My recent
frustrating experiences with the Chronicle
of Higher Education have driven home why establishment
publications do not have to allow the victim of its attacks to
respond. The multicultural Left no longer has to worry about bourgeois
proprieties, seeing that it is now in firm control of a media-academic
empire. It does of course throw some juicy bones to the bogus
Right (indeed the latest issue of the Chronicle has long
contributions by neocons), but never does this tolerance extend
to our side.
On April
5, the Chronicle, which is a widely distributed publication
aimed predominantly at academics and university administrators,
featured a long commentary by Boston University sociologist Alan
Wolfe. This screed made questionable points, none of which
was even minimally documented: e.g., that German legal theorist
Carl Schmitt, who joined the Nazi Party in May 1933, has had a
profound and continuing influence on the American Right as well
as on the European Left, that Leo Strauss, who shaped the thinking
of neoconservatives directly or through his students, idolized
the "fascist" Schmitt, and that my works on Schmitt
typify the American far Right’s attraction to a European extremist.

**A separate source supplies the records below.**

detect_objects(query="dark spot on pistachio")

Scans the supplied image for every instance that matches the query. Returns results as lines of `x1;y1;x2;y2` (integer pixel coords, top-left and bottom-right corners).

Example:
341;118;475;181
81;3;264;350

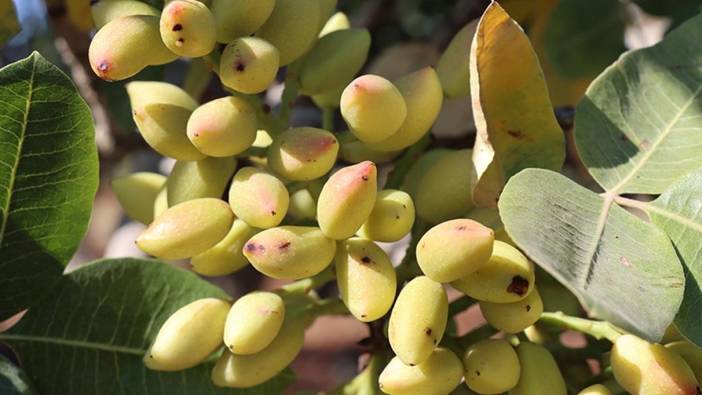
235;62;245;72
98;61;110;72
172;24;183;31
177;38;185;43
278;242;291;250
507;129;525;139
271;210;277;216
526;304;531;312
361;256;371;264
245;243;257;252
475;370;481;376
395;215;400;219
425;328;432;336
507;276;530;297
361;175;369;181
457;225;467;231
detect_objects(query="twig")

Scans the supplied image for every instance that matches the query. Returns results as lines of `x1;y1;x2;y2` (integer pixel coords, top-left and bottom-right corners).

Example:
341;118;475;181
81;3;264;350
539;312;624;342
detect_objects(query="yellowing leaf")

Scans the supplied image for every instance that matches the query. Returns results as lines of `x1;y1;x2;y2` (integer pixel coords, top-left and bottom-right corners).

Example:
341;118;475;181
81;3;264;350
470;2;565;207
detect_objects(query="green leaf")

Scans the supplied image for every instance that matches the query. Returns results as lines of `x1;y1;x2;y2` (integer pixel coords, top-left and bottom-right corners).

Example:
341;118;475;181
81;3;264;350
470;2;565;207
618;167;702;345
574;14;702;195
0;0;19;47
0;52;99;320
499;169;684;341
544;0;626;79
0;258;294;394
0;355;37;395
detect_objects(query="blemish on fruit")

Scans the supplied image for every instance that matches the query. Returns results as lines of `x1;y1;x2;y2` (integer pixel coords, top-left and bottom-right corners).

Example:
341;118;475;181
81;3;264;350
506;276;530;296
507;129;524;139
425;327;432;336
278;242;291;250
525;304;531;312
361;256;371;264
172;24;183;31
235;62;246;72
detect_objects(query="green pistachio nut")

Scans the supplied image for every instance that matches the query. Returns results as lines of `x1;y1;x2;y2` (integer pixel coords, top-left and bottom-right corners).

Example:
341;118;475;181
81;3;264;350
378;348;463;395
436;20;478;98
317;161;378;240
220;37;280;94
300;29;371;95
452;240;535;303
190;219;259;277
166;156;237;206
577;384;613;395
416;218;494;283
111;172;166;224
223;291;285;355
255;0;321;66
228;167;289;229
160;0;216;58
211;314;306;388
136;198;234;259
336;238;397;322
126;81;204;161
338;131;401;164
91;0;159;28
612;334;699;395
243;226;336;280
509;342;566;395
187;96;257;157
463;339;521;394
368;67;443;152
358;189;415;242
287;186;317;220
667;341;702;384
388;276;448;366
480;288;543;334
210;0;275;42
341;75;407;144
89;15;177;81
153;184;168;218
267;127;339;181
401;148;450;197
144;298;231;371
415;149;475;223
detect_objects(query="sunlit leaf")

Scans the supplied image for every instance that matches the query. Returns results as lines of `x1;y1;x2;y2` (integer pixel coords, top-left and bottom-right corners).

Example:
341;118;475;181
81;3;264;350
470;2;565;208
499;169;684;341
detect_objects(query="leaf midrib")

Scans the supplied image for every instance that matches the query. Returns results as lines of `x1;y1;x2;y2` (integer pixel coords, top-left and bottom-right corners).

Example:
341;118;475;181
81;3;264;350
0;333;144;356
579;84;702;289
0;56;35;247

Although it would have taken reams of paper to address all the
factual and conceptual inaccuracies contained in this article,
I
did feel impelled to send the Chronicle a short self-defense
which Lew Rockwell graciously published last Saturday.
Because of
a warning that its editors would not publish a long rejoinder,
I limited myself to three sparse paragraphs, filled with factual
corrections. But no sooner had my response gone off via email
then I learned from an editorial assistant that the Chronicle
would not publish my letter unless there was "documentation"
for certain controversial views, to wit, that the German newspaper
Junge Freiheit, which Wolfe had characterized as a very
far right German weekly for which I had written, was not "extremist,"
and that there were American journalists who, unlike Carl Schmitt,
upheld the moral value of an American "global democratic"
empire. In order to convince the editors that Junge Freiheit
was not a neo-Nazi rag, I faxed per request multiple pages
from German legal experts underlining the highly partisan nature
of the accusations made against the weekly by the "anti-fascist"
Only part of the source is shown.